Porque el Taller no es lugar donde se puede construir, como según el modelo Beaux-Arts sí era posible pintar, esculpir y modelar en los talleres de pintura y escultura.

Se hace necesario entonces llenar la brecha entre las invenciones seductoras producidas en el Taller y la realidad construida por la otra, lo cual se ha intentado a lo largo del tiempo y sobre todo recientemente de diversas formas, todas ellas muy incompletas, que proponen un contacto del estudiante con obras en curso, o crean tiempos de práctica previos al grado final. Actividades que están muy lejos de suplir el indispensable conocimiento del mundo real de la construcción, no sólo de su tradición sino de las condiciones en las que se realiza. Y menos aún la participación en su incremento, en el ejercicio de construir. Objetivos que están fuera del alcance de la enseñanza académica y sin embargo son los únicos que hacen posible que a través de la experiencia personal la información recibida se transforme en cultura. Los que consideramos años de aprendizaje transcurridos en el medio universitario dejan fuera el conocimiento y participación en lo-que-se-construye-y-se-ha-construido, a lo que verdaderamente completa la formación del arquitecto.

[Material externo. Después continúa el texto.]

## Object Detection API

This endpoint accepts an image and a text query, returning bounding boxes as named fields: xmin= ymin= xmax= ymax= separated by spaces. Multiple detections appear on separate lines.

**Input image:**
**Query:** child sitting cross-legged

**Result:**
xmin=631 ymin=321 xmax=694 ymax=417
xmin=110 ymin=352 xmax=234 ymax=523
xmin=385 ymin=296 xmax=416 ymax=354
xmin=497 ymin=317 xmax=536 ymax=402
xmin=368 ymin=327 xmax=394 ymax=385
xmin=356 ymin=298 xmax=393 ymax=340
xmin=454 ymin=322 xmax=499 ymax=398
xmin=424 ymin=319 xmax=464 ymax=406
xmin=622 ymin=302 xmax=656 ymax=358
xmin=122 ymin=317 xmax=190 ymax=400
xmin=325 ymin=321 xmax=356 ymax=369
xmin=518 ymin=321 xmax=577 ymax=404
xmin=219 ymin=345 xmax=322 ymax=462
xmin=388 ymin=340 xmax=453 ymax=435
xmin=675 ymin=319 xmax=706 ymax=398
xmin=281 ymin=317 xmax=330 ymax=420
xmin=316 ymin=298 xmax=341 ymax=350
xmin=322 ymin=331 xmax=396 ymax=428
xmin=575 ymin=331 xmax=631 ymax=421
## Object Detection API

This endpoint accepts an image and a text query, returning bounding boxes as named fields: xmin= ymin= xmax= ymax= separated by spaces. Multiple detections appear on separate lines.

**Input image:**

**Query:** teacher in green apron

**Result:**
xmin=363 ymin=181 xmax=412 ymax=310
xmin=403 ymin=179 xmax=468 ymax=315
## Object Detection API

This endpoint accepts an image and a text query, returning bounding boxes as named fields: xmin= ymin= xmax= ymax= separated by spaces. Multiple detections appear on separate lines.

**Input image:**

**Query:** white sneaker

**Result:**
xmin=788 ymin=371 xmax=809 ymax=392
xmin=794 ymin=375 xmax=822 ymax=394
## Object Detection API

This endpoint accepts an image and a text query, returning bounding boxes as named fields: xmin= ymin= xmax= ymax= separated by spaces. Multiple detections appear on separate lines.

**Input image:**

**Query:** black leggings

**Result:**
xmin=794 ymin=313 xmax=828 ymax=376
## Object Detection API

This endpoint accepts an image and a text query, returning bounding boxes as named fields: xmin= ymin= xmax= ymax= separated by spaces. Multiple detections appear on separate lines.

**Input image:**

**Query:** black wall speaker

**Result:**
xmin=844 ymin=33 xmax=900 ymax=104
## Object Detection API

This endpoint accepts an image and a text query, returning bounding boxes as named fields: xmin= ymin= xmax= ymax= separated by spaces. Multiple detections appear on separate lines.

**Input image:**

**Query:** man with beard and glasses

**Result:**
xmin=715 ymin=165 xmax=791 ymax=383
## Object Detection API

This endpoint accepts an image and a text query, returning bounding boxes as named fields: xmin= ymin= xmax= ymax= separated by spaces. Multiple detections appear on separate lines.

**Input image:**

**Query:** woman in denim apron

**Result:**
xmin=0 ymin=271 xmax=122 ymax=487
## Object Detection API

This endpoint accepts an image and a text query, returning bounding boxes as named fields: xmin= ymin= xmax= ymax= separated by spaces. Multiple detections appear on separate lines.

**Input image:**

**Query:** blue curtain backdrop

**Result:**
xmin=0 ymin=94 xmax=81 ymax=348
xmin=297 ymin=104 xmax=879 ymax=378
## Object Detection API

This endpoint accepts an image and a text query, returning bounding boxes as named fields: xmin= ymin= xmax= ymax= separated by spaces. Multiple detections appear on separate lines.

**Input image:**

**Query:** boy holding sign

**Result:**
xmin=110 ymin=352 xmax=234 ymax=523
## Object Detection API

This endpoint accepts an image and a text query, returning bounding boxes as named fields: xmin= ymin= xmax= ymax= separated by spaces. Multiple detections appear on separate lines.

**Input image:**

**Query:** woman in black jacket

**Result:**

Y llegamos así al punto clave de lo que han sido estas reflexiones: es la sociedad, el patrimonio construido que la caracteriza, su cultura de la construcción, la tradición que en ella se ha formado, la historia, las incidencias a las que ha estado sometido el ejercicio del arquitecto, la disposición al debate y el intercambio de ideas, la apertura reflexiva hacia lo hecho en otras partes, todo ese complejo conjunto de hechos y actitudes, lo que determina y condiciona la formación del arquitecto y el papel que la arquitectura ocupa en una sociedad cualquiera.

Hacernos conscientes de ello nos ayudará a entender mejor lo que nos ha tocado vivir aquí como arquitectos.